In less than a month crude oil, which some saw hitting $200 a barrel by year-end, has plunged $32 but a rebound could happen, for example, over the Iranian nuclear crisis, analysts say. From a record-high $147.27 on July 11, the New York futures contract slid to about $115 on Friday, losing almost 22 per cent in the course of four weeks.

In its wake, most other commodity prices, which were driven higher by the oil market surge, have fallen from their peaks.

An ounce of gold has dropped to $800 from $1,000; farm commodity prices are between 25pc and 40pc lower and petrol prices have dropped about 6pc.

“Oil is at a tipping point. It is an exaggeration to cry that a bubble has burst. It is a break, Oil market was not in a bubble.”

For James Williams at WTRG Energy, the law of supply and demand reins.

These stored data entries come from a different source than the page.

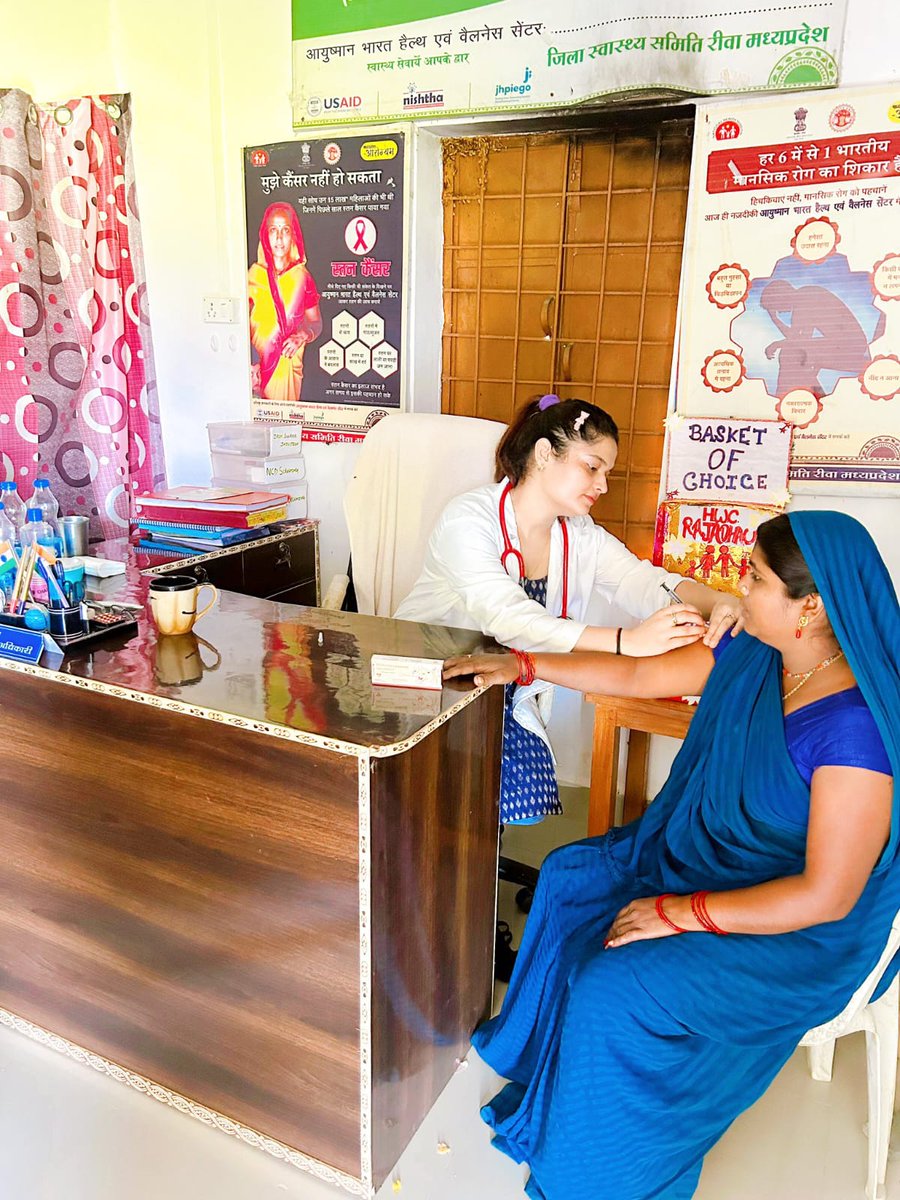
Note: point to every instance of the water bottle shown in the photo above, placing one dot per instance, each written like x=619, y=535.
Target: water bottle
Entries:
x=43, y=499
x=40, y=531
x=13, y=504
x=7, y=529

“The market is simple reflecting the fundamentals of supply and demand. Markets participants are considering the world slowdown, the deterioration in expectations for the growth worldwide,” Williams said.

The slowdown in economic growth has a significant impact on energy consumption, analysts say.

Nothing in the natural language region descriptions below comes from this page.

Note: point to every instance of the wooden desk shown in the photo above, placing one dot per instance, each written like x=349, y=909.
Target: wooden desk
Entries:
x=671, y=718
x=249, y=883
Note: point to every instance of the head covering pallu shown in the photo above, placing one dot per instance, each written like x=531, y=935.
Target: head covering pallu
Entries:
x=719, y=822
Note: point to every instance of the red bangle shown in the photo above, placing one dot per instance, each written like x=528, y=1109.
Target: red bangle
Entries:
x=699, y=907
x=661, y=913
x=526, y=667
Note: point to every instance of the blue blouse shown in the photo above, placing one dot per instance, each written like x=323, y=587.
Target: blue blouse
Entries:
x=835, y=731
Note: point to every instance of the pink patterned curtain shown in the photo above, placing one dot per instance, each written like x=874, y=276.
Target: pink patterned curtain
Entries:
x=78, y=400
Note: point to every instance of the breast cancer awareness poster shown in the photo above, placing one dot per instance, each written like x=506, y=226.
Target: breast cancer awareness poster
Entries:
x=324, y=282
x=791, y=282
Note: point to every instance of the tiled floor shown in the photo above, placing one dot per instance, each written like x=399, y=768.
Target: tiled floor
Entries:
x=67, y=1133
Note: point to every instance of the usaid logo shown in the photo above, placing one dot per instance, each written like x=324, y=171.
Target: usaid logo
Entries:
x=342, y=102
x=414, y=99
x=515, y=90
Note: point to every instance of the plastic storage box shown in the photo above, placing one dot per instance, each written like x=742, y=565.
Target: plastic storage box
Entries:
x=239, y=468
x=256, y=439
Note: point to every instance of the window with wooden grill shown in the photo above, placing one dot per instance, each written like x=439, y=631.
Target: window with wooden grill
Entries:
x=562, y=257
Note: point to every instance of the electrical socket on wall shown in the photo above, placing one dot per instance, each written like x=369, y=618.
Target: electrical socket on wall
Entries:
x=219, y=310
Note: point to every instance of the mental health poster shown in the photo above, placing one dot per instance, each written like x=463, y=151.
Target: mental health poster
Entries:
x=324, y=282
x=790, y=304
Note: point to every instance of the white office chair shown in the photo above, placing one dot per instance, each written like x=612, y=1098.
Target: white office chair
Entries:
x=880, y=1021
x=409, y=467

A case in point is US drivers, known as huge consumers of petrol, drove a third less in May compared with a year ago. Motor fuel consumption fell more than 2pc.

This trend is expected to extend to the emerging market countries where the increasing weakening of fuel subsidies is going to force consumers to fill up their tanks less.

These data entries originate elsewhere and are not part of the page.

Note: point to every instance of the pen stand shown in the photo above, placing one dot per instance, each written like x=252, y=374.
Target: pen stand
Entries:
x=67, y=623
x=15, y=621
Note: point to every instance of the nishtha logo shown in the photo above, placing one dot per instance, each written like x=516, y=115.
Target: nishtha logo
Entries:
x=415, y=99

By contrast, petroleum inventories which had slumped early in the year, are rebuilding. The world’s largest energy consumer, the US, has witnessed an increase in its crude oil reserves in recent weeks.

“When investors realised how much demand was increasing, they bid up prices. and when they realised how much inflation was increasing … they bid up prices further.”

“Now growth rates are declining throughout the world, the market overreacts to that, too”.

Swept up in the record run-up of oil prices, analysts had revised upward their this year’s price forecasts, with some talking about $200 a barrel in the next six months.

Those scenarios, disastrous for the world economy, have been replaced by a more modest range: between $80 and $110 a barrel at the end of the year. But a return to the forefront of problems with energy supplies could once again send prices skyward, analysts warn.

They point notably to the escalating tensions between the US and Iran over Tehran’s nuclear program, which could threaten overstretched global supplies, Antoine Halff of Newedge Group says.

Iran, the second-largest oil producer in Opec, has warned that it would shut the Strait of Hormuz, where 40pc of the world’s oil exports transit, if its interests are threatened.

The explosion of growth in the Chinese and Indian economies and a rebound in growth in the industrialized countries in 2009 could also stoke demand, pushing up prices.

“You should convince millions of Chinese and Indians, who are willing to live an American way of life, that they don’t have to buy cars, they don’t need (a) fridge,” MF Global’s John Kilduff joked.